Factors influencing the load on Jobe are:
- The rate at which students are submitting answers. This is the most important factor, of course.
- The computational cost of running a typical answer - solving numerical equations, for example, could be arbitrarily expensive. You may also need to consider the rate of submission of bad answers with endless loops. Each such submission runs until the task timeout throws it off the server, chewing up significant Jobe CPU time.
- Whether you're using a question type that uses a combinator template to combine all test cases into a single run. If not, the cost of testing an answer is proportional to the number of test cases, with each one requiring a separate compile-and-execute task submission to Jobe.
- Whether the question uses standard input; if so, even with a (simple) combinator template, you'll get a separate compile-and-execute task submission for each test case.
- Whether students are developing their code directly within CodeRunner or whether they have separate development environments and submit only when they believe their code is working.
- Whether you've turned on the Precheck option.
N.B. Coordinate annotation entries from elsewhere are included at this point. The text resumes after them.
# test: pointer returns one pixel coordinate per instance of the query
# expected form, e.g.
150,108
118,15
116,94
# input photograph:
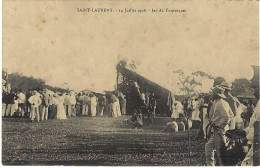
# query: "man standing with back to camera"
220,115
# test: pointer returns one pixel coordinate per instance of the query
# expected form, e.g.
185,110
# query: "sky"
52,41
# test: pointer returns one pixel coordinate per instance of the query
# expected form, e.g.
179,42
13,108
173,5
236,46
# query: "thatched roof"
163,95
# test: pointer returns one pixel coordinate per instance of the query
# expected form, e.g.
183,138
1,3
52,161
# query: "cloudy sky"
52,41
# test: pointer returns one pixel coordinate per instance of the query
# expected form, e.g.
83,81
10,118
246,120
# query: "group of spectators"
39,105
217,116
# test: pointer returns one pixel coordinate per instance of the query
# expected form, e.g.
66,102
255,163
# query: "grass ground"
96,141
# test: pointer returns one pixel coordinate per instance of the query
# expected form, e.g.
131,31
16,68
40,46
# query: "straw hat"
219,91
225,85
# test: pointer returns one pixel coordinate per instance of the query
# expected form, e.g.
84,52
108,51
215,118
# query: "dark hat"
225,85
219,91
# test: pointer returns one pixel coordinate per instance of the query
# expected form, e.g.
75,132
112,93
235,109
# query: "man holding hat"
220,115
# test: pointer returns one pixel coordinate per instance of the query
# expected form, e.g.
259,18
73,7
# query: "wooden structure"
125,80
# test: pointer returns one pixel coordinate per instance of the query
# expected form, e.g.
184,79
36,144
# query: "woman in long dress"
61,114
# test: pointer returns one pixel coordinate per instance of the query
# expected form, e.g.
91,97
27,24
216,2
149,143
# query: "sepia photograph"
130,83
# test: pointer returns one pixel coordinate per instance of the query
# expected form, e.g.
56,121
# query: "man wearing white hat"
35,102
231,100
220,115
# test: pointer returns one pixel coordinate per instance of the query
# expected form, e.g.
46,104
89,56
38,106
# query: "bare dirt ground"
96,141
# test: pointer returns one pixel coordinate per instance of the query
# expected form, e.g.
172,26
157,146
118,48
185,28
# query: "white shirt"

Since Prechecks are free, students tend to throw code at the server with gay abandon, and each click on Precheck involves a Jobe submission. I've seen students Precheck a single question 20 or more times.
If you wish to estimate the server requirements I suggest you first estimate the rate of task submissions. For example, 2000 students, a 2 hour exam with 20 questions and an expectation that each student will submit every question exactly once gives you an average submission rate of 6 submissions per second. The peak load will be several times that.
Then login to the Jobe server and use the time command to measure the cost of running a typical task, keeping in mind points 3 and 4 above. A minimal Java compile-and-run on my laptop (Core I7) takes 1.5 seconds of CPU time. If you assume 8 CPUs could run 8 such tasks in parallel (wildly optimistic) you'd have a maximum throughput of 5 jobs/second. This assumes that you have plenty of RAM and I/O bandwidth. Python and C are much cheaper. Running Hello world in Python takes 0.02 secs CPU time on my laptop, compared to 1.5 secs in Java. A C compile-and-run is even faster. My experience is that with Python and C, it's the Moodle server that's the bottleneck, not the Jobe server. With Java it's almost certainly the Jobe server.
I'll leave the rest of the calculations to you, but those rough estimates suggest that you'd need a minimum of three or four 8-core Jobe servers to run a Java exam. And that's assuming optimal answers to all the above load factors. Also, I'm guessing you'd need around double the capability on your Moodle server. With C or Python, your present Jobe server should be OK but the Moodle server would still need more capacity.
Many sites run multiple Moodle servers and the Open University runs two Jobe servers back to back with a router (or some network device) that distributes jobs to the two servesr. Tim Hunt may be able to give you more details on that and also advise on the maximum question submission rate that a single Moodle server like yours can handle, disregarding Jobe.